La carte postale de Jeannine Tisserandot
Il semble que le charivari ait existé, sous une forme ou une autre, depuis l’antiquité, en France, mais aussi en Italie, en Grèce, en Turquie, en Europe centrale…
Au XVIIe siècle, le « charivari ordinaire », c’est « faire du bruit avec des tambours, des armes à feu, des cloches, des plats, des assiettes, des basins, des poêles, des poêlons et des chaudrons, faire des huées, des sifflements, des bourdonnements et des cris par les rues ».
A l’origine, le charivari, qui s’accompagnait souvent d’une « menée de l’âne », était une démarche symbolique des membres d’une communauté villageoise qui visait à sanctionner des personnes qui avaient enfreint les valeurs morales ou les traditions de cette communauté (manquements aux usages matrimoniaux ou dans l’exercice de la discipline au sein d’un ménage).
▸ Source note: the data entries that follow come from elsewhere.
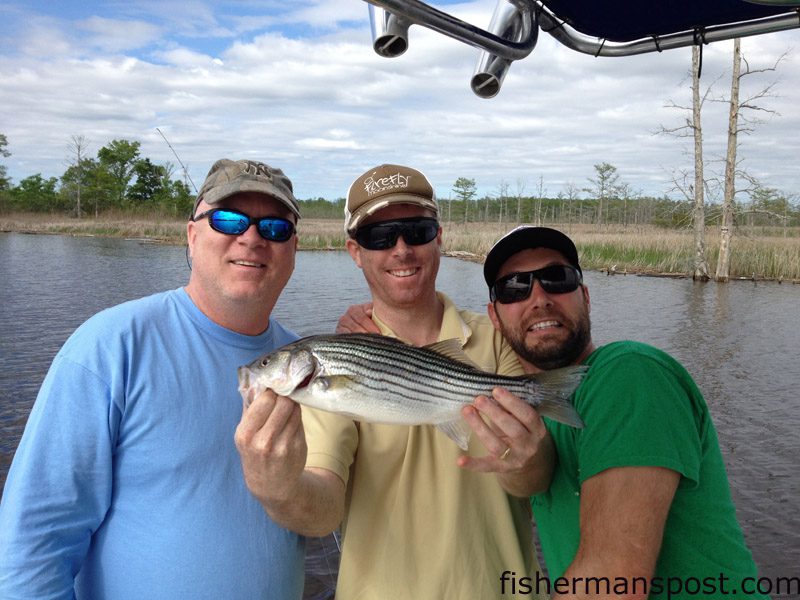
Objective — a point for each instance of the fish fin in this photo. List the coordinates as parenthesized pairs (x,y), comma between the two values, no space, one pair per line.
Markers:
(458,431)
(327,383)
(554,389)
(453,349)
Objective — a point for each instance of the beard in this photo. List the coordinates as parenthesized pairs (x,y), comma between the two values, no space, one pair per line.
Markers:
(550,354)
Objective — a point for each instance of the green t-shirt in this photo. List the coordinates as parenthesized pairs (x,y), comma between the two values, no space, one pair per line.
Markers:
(641,408)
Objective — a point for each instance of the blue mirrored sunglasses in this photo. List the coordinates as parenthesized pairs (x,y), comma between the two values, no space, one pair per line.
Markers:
(234,222)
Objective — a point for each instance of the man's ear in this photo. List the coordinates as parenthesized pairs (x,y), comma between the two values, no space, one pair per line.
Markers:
(493,315)
(355,250)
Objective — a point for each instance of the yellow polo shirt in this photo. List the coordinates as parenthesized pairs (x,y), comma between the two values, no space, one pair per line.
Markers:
(416,525)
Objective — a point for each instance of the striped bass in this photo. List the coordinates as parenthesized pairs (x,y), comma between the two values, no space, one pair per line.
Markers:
(378,379)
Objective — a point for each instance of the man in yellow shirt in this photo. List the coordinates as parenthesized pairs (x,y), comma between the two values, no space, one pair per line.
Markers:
(419,518)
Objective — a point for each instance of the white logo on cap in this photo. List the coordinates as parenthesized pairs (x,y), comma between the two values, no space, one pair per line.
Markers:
(375,186)
(255,168)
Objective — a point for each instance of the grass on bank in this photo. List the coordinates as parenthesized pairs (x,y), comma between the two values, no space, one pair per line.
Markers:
(635,249)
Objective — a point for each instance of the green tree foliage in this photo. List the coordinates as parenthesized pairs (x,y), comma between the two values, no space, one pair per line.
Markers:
(119,159)
(4,181)
(149,184)
(35,193)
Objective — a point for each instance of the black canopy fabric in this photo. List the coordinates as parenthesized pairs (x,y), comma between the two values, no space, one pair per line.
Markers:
(629,20)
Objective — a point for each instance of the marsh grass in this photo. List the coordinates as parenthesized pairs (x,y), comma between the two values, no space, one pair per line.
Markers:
(641,249)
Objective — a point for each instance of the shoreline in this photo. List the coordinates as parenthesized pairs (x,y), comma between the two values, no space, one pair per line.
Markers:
(642,251)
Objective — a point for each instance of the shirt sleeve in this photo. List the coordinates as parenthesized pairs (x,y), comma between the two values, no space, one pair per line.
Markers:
(59,485)
(637,413)
(332,441)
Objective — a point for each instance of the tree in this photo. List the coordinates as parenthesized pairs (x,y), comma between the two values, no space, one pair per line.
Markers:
(149,185)
(738,123)
(119,159)
(695,191)
(604,187)
(37,194)
(77,146)
(5,183)
(465,190)
(541,191)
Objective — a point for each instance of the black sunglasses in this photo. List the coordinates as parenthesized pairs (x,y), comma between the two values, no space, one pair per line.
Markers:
(516,287)
(416,231)
(234,222)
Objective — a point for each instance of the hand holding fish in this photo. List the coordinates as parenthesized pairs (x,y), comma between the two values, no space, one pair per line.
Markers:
(272,446)
(357,319)
(520,450)
(273,450)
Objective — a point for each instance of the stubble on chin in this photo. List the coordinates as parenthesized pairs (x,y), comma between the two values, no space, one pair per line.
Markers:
(548,354)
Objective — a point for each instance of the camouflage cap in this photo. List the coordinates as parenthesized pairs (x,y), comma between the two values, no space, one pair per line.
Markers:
(228,177)
(384,185)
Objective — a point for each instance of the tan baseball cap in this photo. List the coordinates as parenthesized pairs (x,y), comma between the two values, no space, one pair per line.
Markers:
(384,185)
(228,177)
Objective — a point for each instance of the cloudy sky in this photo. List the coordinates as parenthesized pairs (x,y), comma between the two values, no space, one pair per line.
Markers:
(296,84)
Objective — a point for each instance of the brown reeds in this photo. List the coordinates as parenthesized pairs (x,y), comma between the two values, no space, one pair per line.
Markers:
(640,249)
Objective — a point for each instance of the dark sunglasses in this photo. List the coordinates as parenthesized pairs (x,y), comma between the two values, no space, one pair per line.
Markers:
(516,287)
(233,222)
(416,231)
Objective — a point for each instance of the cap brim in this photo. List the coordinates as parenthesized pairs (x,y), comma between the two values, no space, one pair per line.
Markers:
(370,208)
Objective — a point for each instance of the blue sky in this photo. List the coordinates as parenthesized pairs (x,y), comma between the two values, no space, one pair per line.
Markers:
(297,85)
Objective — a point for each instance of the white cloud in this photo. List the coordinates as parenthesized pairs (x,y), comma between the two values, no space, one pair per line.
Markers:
(298,84)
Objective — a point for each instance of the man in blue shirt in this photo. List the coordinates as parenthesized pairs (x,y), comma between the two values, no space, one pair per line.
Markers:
(127,483)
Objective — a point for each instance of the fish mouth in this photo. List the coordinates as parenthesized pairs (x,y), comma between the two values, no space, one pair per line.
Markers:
(306,382)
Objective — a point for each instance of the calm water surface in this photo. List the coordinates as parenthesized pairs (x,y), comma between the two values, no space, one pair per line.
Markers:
(740,341)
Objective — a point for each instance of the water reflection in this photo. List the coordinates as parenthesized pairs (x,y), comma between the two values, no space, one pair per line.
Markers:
(739,341)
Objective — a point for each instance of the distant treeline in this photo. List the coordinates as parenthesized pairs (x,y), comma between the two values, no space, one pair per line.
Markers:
(119,179)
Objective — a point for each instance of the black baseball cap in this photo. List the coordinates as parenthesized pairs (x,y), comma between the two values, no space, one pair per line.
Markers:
(527,237)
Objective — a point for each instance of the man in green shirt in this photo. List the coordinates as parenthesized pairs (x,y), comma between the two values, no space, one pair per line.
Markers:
(639,503)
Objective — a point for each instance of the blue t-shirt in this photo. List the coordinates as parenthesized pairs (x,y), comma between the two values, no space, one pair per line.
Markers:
(127,483)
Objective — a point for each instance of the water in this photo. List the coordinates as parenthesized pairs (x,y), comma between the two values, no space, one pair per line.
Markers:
(740,341)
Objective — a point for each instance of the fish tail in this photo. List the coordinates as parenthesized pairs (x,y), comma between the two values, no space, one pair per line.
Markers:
(554,389)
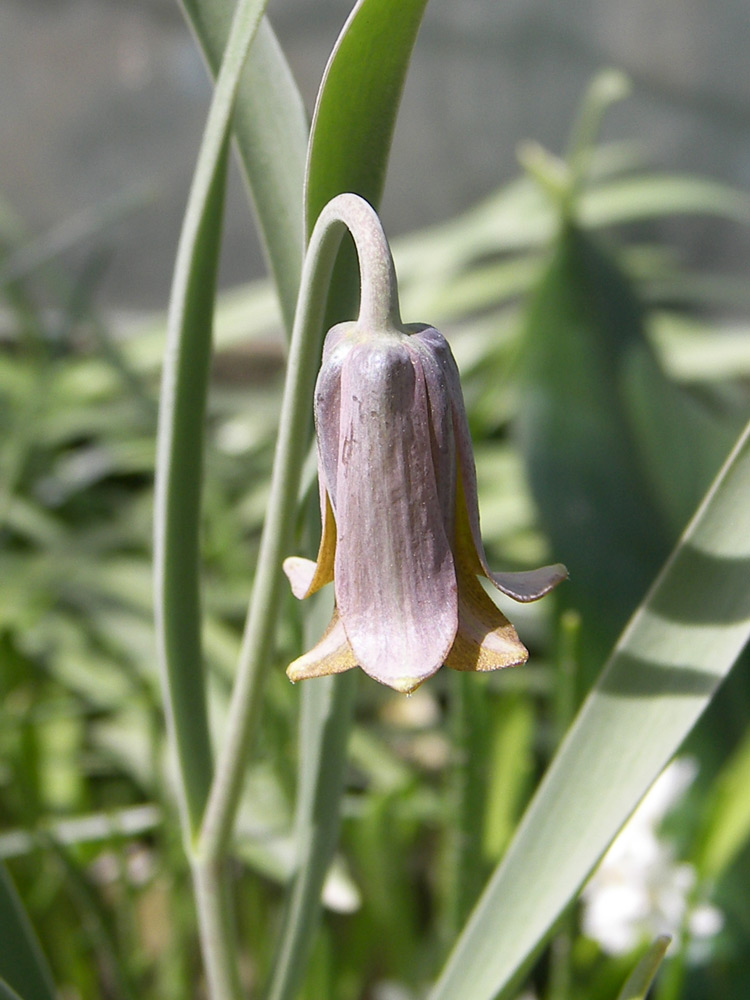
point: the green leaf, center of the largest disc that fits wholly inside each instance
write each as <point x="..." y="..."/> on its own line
<point x="355" y="114"/>
<point x="22" y="964"/>
<point x="271" y="130"/>
<point x="637" y="984"/>
<point x="727" y="816"/>
<point x="665" y="669"/>
<point x="358" y="101"/>
<point x="595" y="502"/>
<point x="7" y="992"/>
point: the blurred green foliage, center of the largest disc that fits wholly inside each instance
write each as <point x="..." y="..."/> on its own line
<point x="605" y="385"/>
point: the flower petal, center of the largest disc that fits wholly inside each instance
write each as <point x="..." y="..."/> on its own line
<point x="306" y="576"/>
<point x="486" y="640"/>
<point x="430" y="351"/>
<point x="332" y="655"/>
<point x="339" y="341"/>
<point x="394" y="572"/>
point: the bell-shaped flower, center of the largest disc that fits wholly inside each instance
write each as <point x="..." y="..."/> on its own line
<point x="400" y="537"/>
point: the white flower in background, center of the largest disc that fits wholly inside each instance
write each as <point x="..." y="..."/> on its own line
<point x="639" y="889"/>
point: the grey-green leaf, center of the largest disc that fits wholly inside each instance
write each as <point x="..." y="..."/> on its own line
<point x="355" y="114"/>
<point x="271" y="129"/>
<point x="667" y="665"/>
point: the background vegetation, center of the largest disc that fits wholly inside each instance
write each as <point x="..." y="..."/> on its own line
<point x="606" y="383"/>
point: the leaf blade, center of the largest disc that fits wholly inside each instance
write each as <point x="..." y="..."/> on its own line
<point x="671" y="658"/>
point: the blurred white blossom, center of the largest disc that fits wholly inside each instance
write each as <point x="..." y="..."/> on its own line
<point x="640" y="890"/>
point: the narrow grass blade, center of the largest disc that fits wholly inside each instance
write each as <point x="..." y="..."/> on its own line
<point x="637" y="984"/>
<point x="271" y="129"/>
<point x="668" y="663"/>
<point x="22" y="964"/>
<point x="180" y="442"/>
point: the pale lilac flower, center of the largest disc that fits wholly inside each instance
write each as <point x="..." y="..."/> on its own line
<point x="401" y="536"/>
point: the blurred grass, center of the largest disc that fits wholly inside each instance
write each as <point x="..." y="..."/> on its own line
<point x="81" y="740"/>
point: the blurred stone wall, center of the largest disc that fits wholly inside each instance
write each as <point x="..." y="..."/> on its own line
<point x="100" y="97"/>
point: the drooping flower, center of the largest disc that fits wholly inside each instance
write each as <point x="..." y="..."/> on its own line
<point x="398" y="498"/>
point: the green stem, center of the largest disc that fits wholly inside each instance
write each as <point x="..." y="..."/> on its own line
<point x="324" y="726"/>
<point x="465" y="868"/>
<point x="379" y="306"/>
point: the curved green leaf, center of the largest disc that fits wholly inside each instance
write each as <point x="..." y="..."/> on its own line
<point x="358" y="101"/>
<point x="670" y="660"/>
<point x="179" y="463"/>
<point x="353" y="122"/>
<point x="271" y="130"/>
<point x="639" y="980"/>
<point x="22" y="964"/>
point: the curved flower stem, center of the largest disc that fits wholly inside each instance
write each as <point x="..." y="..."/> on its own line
<point x="379" y="305"/>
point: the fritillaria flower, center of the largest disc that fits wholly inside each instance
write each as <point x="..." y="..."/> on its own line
<point x="400" y="537"/>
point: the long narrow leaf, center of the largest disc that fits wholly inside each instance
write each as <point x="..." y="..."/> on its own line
<point x="271" y="130"/>
<point x="669" y="662"/>
<point x="638" y="982"/>
<point x="355" y="114"/>
<point x="349" y="147"/>
<point x="181" y="420"/>
<point x="358" y="101"/>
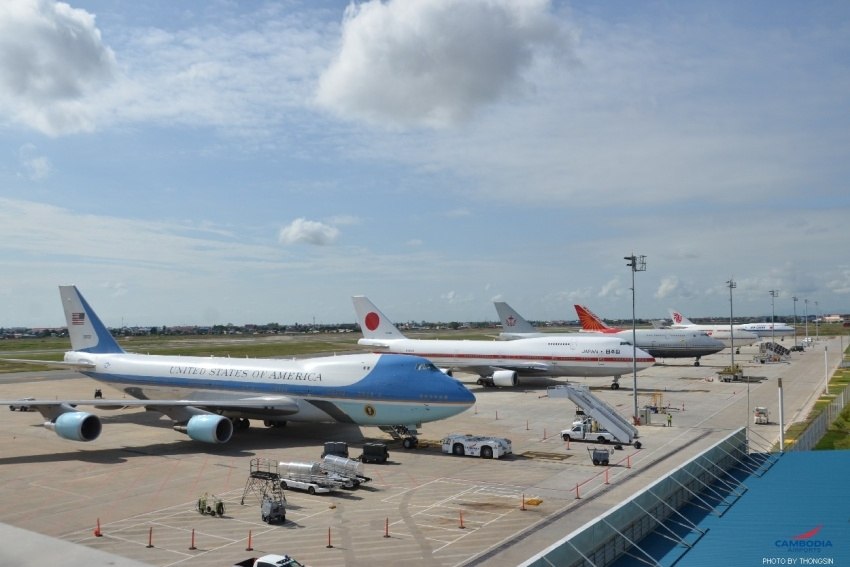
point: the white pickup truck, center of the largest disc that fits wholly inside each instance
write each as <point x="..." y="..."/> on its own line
<point x="477" y="446"/>
<point x="582" y="431"/>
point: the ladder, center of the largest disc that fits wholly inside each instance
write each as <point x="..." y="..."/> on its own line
<point x="264" y="481"/>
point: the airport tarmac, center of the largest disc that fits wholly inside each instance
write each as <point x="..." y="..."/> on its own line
<point x="141" y="484"/>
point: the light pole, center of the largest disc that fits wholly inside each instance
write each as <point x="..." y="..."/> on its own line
<point x="817" y="316"/>
<point x="794" y="297"/>
<point x="774" y="293"/>
<point x="731" y="284"/>
<point x="806" y="301"/>
<point x="637" y="264"/>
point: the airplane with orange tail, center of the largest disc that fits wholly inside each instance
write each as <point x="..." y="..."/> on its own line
<point x="660" y="343"/>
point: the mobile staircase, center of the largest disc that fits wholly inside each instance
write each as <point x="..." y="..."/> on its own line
<point x="264" y="482"/>
<point x="772" y="352"/>
<point x="596" y="408"/>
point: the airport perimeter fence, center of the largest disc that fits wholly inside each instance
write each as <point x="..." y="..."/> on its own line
<point x="807" y="440"/>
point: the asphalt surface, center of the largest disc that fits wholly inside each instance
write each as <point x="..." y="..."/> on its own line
<point x="141" y="484"/>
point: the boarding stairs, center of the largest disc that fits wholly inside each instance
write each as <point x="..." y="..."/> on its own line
<point x="772" y="352"/>
<point x="264" y="481"/>
<point x="598" y="409"/>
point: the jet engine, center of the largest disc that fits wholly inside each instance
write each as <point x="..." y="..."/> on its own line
<point x="501" y="378"/>
<point x="208" y="428"/>
<point x="76" y="426"/>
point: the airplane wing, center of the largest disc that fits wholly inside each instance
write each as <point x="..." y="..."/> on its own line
<point x="532" y="368"/>
<point x="279" y="405"/>
<point x="54" y="363"/>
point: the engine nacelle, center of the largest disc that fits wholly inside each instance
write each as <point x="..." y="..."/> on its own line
<point x="505" y="378"/>
<point x="76" y="426"/>
<point x="209" y="428"/>
<point x="501" y="378"/>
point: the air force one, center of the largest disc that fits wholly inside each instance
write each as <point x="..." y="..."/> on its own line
<point x="499" y="363"/>
<point x="213" y="394"/>
<point x="660" y="343"/>
<point x="722" y="333"/>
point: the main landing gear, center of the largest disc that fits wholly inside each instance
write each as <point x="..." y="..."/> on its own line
<point x="407" y="434"/>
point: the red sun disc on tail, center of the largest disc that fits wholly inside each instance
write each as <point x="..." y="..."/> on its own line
<point x="372" y="320"/>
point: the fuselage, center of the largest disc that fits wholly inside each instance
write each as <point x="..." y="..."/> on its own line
<point x="767" y="329"/>
<point x="541" y="356"/>
<point x="738" y="337"/>
<point x="366" y="389"/>
<point x="661" y="343"/>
Des jeunes gens conduisaient par la bride un âne sur lequel on avait juché le « coupable » à l’envers, la tête tournée vers la queue de la bête. Tous les participants munis d’ustensiles de cuisine ou d’instruments sonores déambulaient en cortège dans le village en faisant le plus de bruit possible et en chantant :
Charivari va commencer,
Rues, maisons pour écouté
Apporté y vos ustensiles
Charivari…
Même si le charivari avait un caractère festif, sans agressivité excessive ni dommages corporels ou matériels, il restait pour les mis en cause, la marque du déshonneur et de la déchéance. Certains ont donc mal tourner par suite d’une réaction violente des personnes visées ou d’une intervention de l’autorité publique.

« La promenade de l’âne », mai 1905, à Marsannay-la-Côte (21). Collection particulière.
Ce sont les autorités religieuses qui les premières ont condamné les participants d’un charivari et ont cherché à les interdire. Pour Jean-Baptiste Thiers (1636-1703), ecclésiastique et théologien français, le charivari serait le fait « de la canaille et des gens de peu d’importance » soumis à « une observance superstitieuse et à un reste de l’ancienne idolâtrie ».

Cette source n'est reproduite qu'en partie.